Publicações como a revista Variety e o Nouvel Obs, sites como a Indiewire, Deadline ou Mediapat citam um comunicado assinado por Rasoulof, cujo último filme, The Seed of the Sacred Fig, está seleccionado para a competição do Festival de Cannes que abre esta terça-feira.

Nessa suposta declaração do cineasta que está em paradeiro desconhecido e escrita no domingo, ele anuncia ter chegado à Europa "há alguns dias depois de uma longa e complicada viagem. Há cerca de um mês os meus advogados informaram-me que a minha pena de oito anos tinha sido confirmada e que seria implementada em breve. Sabendo que notícias sobre o meu novo filme [sobre a sua apresentação em Cannes] iriam ser anunciadas, percebi sem sombra de dúvida que uma nova sentença seria acrescentada a esses oito anos". Na semana passada, o advogado de Rasoulof, Babak Pakania, dissera já que as autoridades iranianas tentavam, de facto, pressionar com a execução da pena para que o filme fosse retirado do festival.

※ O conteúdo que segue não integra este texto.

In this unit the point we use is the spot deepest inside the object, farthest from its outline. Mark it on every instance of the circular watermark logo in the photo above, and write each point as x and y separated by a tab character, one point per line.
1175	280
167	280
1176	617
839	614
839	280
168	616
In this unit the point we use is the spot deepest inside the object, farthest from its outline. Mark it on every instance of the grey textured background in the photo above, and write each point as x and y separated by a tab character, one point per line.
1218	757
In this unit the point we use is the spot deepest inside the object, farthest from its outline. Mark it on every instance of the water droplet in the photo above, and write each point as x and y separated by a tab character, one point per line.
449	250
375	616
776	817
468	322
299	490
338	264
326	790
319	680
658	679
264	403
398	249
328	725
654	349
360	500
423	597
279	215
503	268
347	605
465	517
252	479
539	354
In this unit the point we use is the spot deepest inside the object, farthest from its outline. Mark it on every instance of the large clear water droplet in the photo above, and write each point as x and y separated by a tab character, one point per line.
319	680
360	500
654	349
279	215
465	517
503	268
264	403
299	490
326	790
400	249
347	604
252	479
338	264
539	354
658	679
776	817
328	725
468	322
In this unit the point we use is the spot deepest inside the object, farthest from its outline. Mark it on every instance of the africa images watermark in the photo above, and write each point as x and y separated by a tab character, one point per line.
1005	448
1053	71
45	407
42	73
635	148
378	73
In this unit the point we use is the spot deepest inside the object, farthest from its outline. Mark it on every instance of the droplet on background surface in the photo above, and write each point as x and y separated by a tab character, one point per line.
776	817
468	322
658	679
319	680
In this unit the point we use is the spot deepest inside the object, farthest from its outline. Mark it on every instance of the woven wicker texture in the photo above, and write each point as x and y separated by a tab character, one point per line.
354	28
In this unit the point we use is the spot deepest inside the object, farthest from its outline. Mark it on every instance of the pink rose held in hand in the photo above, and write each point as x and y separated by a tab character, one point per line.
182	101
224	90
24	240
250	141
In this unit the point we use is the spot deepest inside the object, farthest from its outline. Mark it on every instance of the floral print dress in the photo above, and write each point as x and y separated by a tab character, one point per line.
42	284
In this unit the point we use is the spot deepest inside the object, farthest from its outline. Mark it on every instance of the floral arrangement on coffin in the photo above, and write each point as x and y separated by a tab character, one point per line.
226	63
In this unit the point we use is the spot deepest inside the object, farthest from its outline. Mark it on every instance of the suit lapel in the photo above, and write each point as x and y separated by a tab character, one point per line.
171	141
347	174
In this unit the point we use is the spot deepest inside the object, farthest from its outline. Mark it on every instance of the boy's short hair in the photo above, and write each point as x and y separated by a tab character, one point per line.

"Não tive muito tempo para decidir", continua Rasoulof nessa declaração. "Tinha de escolher entre a prisão e abandonar o Irão. É com o coração pesado que escolho o exílio. A República Islâmica confiscou o meu passaporte em Setembro de 2017"— por isso não pôde ir a Berlim receber o Urso de Ouro por O Mal não Existe em 2020, nem a Cannes em 2023 participar no júri da secção Un Certain Regard — "e dessa maneira tive de deixar o Irão em segredo".

O distribuidor internacional do filme, Christophe Simon, é citado pela Variety: diz-se "aliviado" por Mohammad ter chegado são e salvo à Europa e que espera que "ele possa assistir à estreia de The Seed of the Sacred Fig". É o que se espera.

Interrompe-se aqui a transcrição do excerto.